All along the cracked highway heading west along the bay from Port-au-Prince, people begged for help. "SOS," declared a sign near Leogane. "We don't understand why everything is going to Port-au-Prince, because Leogane was broken, too."

Leogane's city center is a rubble pile spiderwebbed with fallen power lines, coastal Haiti re-landscaped as a post-apocalyptic film set. Two mass graves flank the road to the capital, a few yellowed bodies thrown in to start a third.

At the corner of Rue La Croix and Pere Thevenot, a charming two- story built in 1922 that last week housed a pharmacy and a florist is a brickyard sepulcher for the couple who died trying to escape.

Blocks away, a group of men gathered to defend a health-clinic-turned-shelter against all comers: The local government, which wants to dig another mass grave there, criminals loosed from the capital's broken penitentiary, and looters as hungry as they are.

The defenders said they don't want violence, but carried machetes, typical of this sugar-growing town, and clutched wooden poles.

"There is no one in the police station. We haven't seen aid," said Philip Pierre, 28, who manages a yogurt plant. "We are ready to die fighting if they don't listen to us."

Within Leogane, individual neighborhoods are on the lookout against each other.
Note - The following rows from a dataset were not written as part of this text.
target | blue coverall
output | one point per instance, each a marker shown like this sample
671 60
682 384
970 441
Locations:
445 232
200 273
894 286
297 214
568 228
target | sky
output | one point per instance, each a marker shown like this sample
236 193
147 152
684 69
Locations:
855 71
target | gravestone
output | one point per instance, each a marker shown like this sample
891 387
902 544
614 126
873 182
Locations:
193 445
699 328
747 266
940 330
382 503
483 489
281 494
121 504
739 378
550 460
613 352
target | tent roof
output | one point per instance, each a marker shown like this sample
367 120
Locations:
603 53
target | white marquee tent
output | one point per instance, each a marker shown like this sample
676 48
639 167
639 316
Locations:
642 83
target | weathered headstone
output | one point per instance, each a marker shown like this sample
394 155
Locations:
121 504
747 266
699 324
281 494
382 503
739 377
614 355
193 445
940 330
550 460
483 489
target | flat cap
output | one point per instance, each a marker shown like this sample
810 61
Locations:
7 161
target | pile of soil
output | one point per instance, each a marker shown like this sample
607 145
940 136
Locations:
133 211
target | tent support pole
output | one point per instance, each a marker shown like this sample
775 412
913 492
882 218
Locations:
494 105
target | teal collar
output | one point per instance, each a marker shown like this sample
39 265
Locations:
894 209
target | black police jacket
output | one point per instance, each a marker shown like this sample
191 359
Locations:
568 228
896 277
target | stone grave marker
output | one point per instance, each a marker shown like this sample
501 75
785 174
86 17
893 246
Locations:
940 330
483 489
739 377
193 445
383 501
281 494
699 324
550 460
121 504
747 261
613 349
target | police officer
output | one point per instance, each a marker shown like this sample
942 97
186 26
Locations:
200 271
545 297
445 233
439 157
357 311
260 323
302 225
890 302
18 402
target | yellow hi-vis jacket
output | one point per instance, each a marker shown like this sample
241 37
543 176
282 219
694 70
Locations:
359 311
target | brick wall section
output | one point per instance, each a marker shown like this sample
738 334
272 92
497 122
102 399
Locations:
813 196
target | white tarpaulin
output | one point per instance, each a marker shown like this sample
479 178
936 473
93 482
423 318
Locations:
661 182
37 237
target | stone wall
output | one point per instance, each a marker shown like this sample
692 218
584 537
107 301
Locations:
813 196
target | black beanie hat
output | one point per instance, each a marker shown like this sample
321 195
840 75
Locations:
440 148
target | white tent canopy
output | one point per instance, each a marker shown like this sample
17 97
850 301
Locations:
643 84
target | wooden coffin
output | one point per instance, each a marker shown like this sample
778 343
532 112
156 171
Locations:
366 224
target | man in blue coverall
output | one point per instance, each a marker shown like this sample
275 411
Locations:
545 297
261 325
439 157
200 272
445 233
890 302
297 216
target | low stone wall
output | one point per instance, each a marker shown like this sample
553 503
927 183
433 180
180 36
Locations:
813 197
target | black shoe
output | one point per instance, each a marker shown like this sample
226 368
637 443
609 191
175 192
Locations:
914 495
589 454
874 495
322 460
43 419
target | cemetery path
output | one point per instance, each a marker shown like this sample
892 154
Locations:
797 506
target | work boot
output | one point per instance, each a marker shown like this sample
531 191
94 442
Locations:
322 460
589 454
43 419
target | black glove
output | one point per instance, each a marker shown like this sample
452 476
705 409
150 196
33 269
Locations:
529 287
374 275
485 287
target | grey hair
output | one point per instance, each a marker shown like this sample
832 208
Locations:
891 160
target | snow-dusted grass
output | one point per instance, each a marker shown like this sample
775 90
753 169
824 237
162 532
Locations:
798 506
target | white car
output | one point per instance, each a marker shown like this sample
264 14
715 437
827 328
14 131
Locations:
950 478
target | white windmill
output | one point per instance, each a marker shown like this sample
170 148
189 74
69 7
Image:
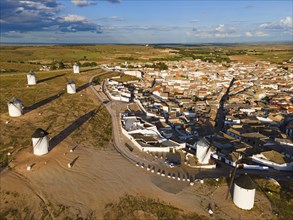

Leaders of each suspect the others might get violent — but promise not to start trouble themselves.

Death has done brisk business here already, in a town where roaming Carnival bands were just getting in gear when the quake hit Tuesday.

The stench emanating from rubble is intense, and among the residents' demands are the "big shovels" working in the capital to excavate bodies.

U.N. peacekeepers from Sri Lanka delivered water to about 1,000 people, one of their officers said, and expected food in later yesterday. In the mountains that ring the town, cisterns broke, leaving many without drinking water. There is some food in the markets, but the price of a 50-pound bag of rice has risen about 25 percent to $27.50 since the quake.

A team from Missouri-based Crisis Response International roamed the downtown area, looking for any non-governmental organization to give supplies to. None was apparent.

And as the daze wears off from the shock wave that hit the town, older frustrations and the ordinary complications of Haitian life are creeping back in.

"If the international community gives the government money, we're going to take to the streets," 51-year-old Maximillian Alfred said. "They won't do anything with it for the community."